Hello,
I got repeatedly asked about our plans to scale Genode towards hardware platforms with non-uniform memory architectures (NUMA), i.e., manycore systems. This posting is meant as a rough collection of ideas. It is not an immediate call for action, nor an actual plan. But maybe it will spawn a worthwhile discussion on the subject, so that we can develop a tangible way forward together.

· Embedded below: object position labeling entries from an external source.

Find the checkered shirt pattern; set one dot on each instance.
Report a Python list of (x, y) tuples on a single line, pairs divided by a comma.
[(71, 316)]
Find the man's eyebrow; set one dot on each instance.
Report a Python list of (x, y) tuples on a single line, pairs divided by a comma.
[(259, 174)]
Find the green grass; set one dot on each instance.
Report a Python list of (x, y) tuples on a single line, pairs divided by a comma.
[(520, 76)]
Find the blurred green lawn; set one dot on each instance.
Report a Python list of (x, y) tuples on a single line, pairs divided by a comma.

Until now, multi-core platforms have not received much attention by Genode because the framework has primarily been used on hardware with only a few CPU cores and the work loads carried by the framework had been relatively light-weight. This manifests in the current state of the implementation. For example, on Fiasco.OC, we use a single pager thread within core to resolve all page faults in the system, which implies costly inter-processor interrupts (IPI) when page faults occur on CPUs that are remote to the pager thread. As another example for current deficiencies, several data structures within core are accessed in a serialized fashion. If threads of different CPUs need to access those data structures concurrently, those points of contention naturally become scalability bottlenecks.
Concurrent page-fault handling ------------------------------
On a multi-core system, CPU-local page fault handling is desired. Genode's core-internal page-fault handling could be changed relatively easily to a model where we use one page-fault handler per CPU. This way, the delivery of page-fault messages would not involve any IPIs. I think that this step is clearly beneficial. On NOVA, we already employ a scheme where each thread has a dedicated page-fault-handler in core. So we have already implemented the fine-grained synchronization of the data structures within core needed for that. Here, page faults caused by different threads are effectively handled in parallel. (we are not using multiple CPUs no NOVA yet, though) Applying a similar scheme to other kernels such as Fiasco.OC would be a relatively small step.
However, the page-fault handlers would still operate on the shared data structures such as the allocator for physical memory or RM sessions. So synchronization of those data structures is needed. To completely localize PF-handling and remove synchronization between different CPUs, we would need to localize data structures as well. This is a much harder problem, which can be tackled by replicating data or partitioning. Both approaches will ultimately increase the complexity of Genode's core and also introduce the need to feed core with platform parameters and policies. This is something that I'd like to avoid. After all, the low complexity of the Genode base system is one of its strongest points.
Challenges of NUMA ------------------
When looking a step further, to NUMA systems, we will further find that we also need to localize code. For example, the code and data that is involved in executing the page-fault handling should always be close to the core on which the faulting thread is running. With this in mind, the system will get even more complicated. These observations make me hesitant to extend core beyond the basic implementation of the multi-threaded page-fault handling.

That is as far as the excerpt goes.